2.2 ScheduledBarriers.next_scheduled
rust
impl ScheduledBarriers {
pub(super) async fn next_scheduled(&self) -> Scheduled {
'outer: loop {
let mut rx = self.inner.changed_tx.subscribe();
{
let mut queue = self.inner.queue.lock();
if queue.status.is_blocked() {
continue;
}
for (database_id, queue) in &mut queue.queue {
if queue.status.is_blocked() {
continue;
}
if let Some(item) = queue.queue.pop_front() {
item.send_latency_timer.observe_duration();
break 'outer Scheduled {
database_id: *database_id,
command: item.command,
notifiers: item.notifiers,
span: item.span,
};
}
}
}
rx.changed().await.unwrap();
}
}
}
这段代码很有意思。在一个循环里,订阅了change_tx这个sender,这个change_tx就是用来告知队列有元素的情况。那如果没元素呢,这里就是block住的,并不会执行后面的逻辑。
然后我们还可以看到一个代码块,为啥要单独写个代码块呢?早点走完这个作用域,尽早释放lock。
然后有人可能会问这个break outer是什么意思?这个就是跳出外部循环的意思。因为外部循环其实取了个名字(方便理解的说法),叫outer。如果多个循环嵌套的情况下,你会发现这个写法很实用。

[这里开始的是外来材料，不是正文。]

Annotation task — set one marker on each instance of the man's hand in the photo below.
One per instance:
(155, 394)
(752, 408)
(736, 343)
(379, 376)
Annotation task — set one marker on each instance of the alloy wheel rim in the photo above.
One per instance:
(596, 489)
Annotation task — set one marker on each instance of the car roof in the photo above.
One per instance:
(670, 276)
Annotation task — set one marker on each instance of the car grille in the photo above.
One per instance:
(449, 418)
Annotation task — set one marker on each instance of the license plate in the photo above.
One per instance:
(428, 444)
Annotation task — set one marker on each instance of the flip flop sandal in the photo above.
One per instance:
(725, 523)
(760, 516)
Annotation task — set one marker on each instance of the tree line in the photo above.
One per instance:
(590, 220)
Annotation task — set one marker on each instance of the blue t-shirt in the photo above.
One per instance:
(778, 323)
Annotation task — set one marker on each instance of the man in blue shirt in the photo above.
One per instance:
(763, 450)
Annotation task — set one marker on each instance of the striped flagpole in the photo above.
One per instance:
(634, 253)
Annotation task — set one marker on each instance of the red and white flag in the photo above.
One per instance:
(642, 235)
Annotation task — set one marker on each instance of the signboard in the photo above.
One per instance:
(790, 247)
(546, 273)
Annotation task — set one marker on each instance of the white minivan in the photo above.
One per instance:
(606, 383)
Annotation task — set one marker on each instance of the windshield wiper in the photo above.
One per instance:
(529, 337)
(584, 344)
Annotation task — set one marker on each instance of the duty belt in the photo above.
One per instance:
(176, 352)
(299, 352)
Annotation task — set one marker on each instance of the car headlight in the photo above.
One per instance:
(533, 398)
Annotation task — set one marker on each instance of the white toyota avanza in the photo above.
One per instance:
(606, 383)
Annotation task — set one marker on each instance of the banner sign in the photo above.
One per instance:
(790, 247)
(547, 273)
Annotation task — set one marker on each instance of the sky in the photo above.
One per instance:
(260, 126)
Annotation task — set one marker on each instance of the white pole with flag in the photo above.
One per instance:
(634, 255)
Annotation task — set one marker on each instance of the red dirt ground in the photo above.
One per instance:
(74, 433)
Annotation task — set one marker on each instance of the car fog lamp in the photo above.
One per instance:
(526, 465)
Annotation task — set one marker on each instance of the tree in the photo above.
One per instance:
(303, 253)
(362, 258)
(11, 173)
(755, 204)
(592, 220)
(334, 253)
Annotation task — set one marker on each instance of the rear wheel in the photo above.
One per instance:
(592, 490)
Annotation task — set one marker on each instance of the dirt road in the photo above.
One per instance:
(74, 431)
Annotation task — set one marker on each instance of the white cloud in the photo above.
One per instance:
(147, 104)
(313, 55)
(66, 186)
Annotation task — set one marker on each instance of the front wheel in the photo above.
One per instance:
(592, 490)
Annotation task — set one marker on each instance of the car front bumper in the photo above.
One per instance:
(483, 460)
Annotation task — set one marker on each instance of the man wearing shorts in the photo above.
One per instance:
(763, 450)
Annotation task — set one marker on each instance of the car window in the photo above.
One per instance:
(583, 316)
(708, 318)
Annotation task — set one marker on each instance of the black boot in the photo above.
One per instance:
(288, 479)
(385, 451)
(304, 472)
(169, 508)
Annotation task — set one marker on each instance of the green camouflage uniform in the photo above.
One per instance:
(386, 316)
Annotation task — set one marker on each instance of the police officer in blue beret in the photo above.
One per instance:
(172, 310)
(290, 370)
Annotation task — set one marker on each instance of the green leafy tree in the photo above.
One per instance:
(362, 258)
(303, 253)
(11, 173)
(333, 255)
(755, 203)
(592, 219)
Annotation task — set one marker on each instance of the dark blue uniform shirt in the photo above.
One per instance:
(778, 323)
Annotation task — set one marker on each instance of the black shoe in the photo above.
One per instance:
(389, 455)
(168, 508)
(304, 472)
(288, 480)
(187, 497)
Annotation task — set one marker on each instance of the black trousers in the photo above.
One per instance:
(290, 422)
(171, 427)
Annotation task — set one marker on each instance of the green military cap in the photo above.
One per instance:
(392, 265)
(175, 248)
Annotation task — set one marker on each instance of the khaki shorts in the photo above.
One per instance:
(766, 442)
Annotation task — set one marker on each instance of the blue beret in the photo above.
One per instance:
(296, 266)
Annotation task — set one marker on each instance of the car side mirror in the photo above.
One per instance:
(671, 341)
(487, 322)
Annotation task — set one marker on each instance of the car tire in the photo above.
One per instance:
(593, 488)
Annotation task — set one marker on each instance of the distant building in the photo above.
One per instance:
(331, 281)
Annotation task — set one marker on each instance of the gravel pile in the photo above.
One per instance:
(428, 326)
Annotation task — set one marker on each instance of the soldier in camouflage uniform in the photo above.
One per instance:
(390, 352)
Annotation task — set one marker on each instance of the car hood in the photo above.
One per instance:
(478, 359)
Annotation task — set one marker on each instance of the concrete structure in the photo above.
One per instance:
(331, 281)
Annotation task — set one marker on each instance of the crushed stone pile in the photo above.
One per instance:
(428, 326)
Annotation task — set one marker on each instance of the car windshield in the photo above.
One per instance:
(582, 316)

所以这个函数的整体逻辑,就是:先订阅变更通知;再获取队列锁并检查状态是否被阻塞,若阻塞则继续循环;遍历队列中的任务,若找到可执行的任务则返回;若无可用任务,则等待通知再重试。
2.3 PeriodicBarriers.next_barrier
rust
pub(super) async fn next_barrier(
&mut self,
context: &impl GlobalBarrierWorkerContext,
) -> NewBarrier {
let checkpoint = self.try_get_checkpoint();
let scheduled = select! {
biased;
scheduled = context.next_scheduled() => {
self.min_interval.reset();
let checkpoint = scheduled.command.need_checkpoint() || checkpoint;
NewBarrier {
command: Some((scheduled.database_id, scheduled.command, scheduled.notifiers)),
span: scheduled.span,
checkpoint,
}
},
_ = self.min_interval.tick() => {
NewBarrier {
command: None,
span: tracing_span(),
checkpoint,
}
}
};
self.update_num_uncheckpointed_barrier(scheduled.checkpoint);
scheduled
}
}
逻辑比较简单。用于生成一个新的Barrier,根据调度命令或时间间隔触发。然后更新未检查点屏障的数量,并返回生成的屏障。

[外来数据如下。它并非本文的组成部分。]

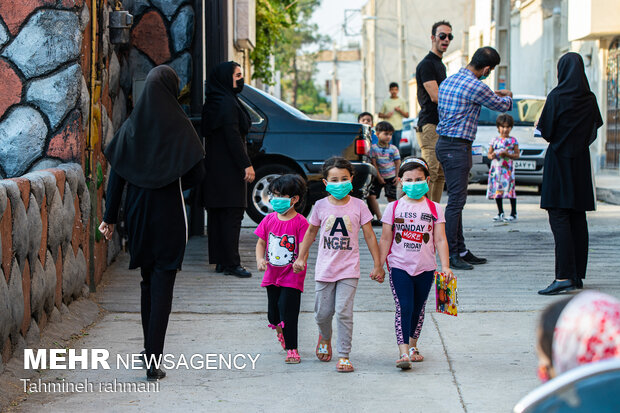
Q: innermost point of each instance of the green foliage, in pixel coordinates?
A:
(272, 17)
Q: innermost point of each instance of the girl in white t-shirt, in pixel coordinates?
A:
(413, 228)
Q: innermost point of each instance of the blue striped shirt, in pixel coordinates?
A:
(460, 98)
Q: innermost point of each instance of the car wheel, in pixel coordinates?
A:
(258, 191)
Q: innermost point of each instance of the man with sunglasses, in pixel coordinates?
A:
(429, 74)
(460, 98)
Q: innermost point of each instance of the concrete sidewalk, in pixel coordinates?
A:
(481, 361)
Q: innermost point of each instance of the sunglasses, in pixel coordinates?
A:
(442, 36)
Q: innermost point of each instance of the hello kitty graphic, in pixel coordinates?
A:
(281, 250)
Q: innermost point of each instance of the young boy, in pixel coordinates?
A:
(386, 158)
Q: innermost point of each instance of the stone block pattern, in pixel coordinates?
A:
(162, 33)
(44, 221)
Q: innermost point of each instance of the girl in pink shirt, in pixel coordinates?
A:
(413, 228)
(339, 217)
(279, 235)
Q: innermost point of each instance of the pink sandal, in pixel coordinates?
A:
(292, 357)
(279, 334)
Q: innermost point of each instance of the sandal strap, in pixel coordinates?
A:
(344, 361)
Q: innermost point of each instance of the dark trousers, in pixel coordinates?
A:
(155, 305)
(410, 294)
(223, 229)
(283, 306)
(570, 232)
(455, 158)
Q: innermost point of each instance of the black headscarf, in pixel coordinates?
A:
(571, 116)
(222, 105)
(157, 144)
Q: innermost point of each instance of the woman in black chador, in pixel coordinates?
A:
(155, 154)
(569, 122)
(225, 124)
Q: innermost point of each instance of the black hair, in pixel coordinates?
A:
(440, 23)
(289, 184)
(337, 162)
(361, 115)
(410, 164)
(384, 126)
(483, 57)
(548, 319)
(504, 119)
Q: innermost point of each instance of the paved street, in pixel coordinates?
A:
(481, 361)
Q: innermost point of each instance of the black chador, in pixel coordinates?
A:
(225, 124)
(569, 122)
(155, 154)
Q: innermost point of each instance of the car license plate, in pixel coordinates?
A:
(528, 165)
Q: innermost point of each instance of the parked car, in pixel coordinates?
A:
(284, 140)
(532, 147)
(408, 145)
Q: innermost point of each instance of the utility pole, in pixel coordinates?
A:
(401, 50)
(334, 84)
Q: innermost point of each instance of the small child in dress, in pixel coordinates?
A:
(339, 217)
(502, 151)
(279, 236)
(413, 229)
(386, 159)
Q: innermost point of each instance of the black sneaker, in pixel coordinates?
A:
(472, 259)
(457, 263)
(238, 271)
(155, 374)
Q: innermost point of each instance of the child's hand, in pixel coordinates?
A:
(378, 274)
(299, 265)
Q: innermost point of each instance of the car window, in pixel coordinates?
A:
(524, 111)
(254, 116)
(293, 111)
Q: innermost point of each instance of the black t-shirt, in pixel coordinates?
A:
(430, 68)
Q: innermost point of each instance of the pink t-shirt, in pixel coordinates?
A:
(339, 255)
(413, 248)
(283, 239)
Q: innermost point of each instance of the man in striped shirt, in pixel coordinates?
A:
(460, 98)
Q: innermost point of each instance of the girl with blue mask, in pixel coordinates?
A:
(339, 218)
(413, 230)
(280, 234)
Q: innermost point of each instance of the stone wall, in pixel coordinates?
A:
(44, 247)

但里面scheduled = context.next_scheduled() => {
乍一眼看会有点难理解。因为next_scheduled
是Trait GlobalBarrierWorkerContext里的一个方法,但我们跳过去就明白了。
rust
impl GlobalBarrierWorkerContext for GlobalBarrierWorkerContextImpl {
// ignore some code...
async fn next_scheduled(&self) -> Scheduled {
self.scheduled_barriers.next_scheduled().await
}
// ignore some code...
}
next_scheduled就是我们前面分析的,会block的函数。相当于这里一调用可能会block住,所以我们要等返回的时候再做处理。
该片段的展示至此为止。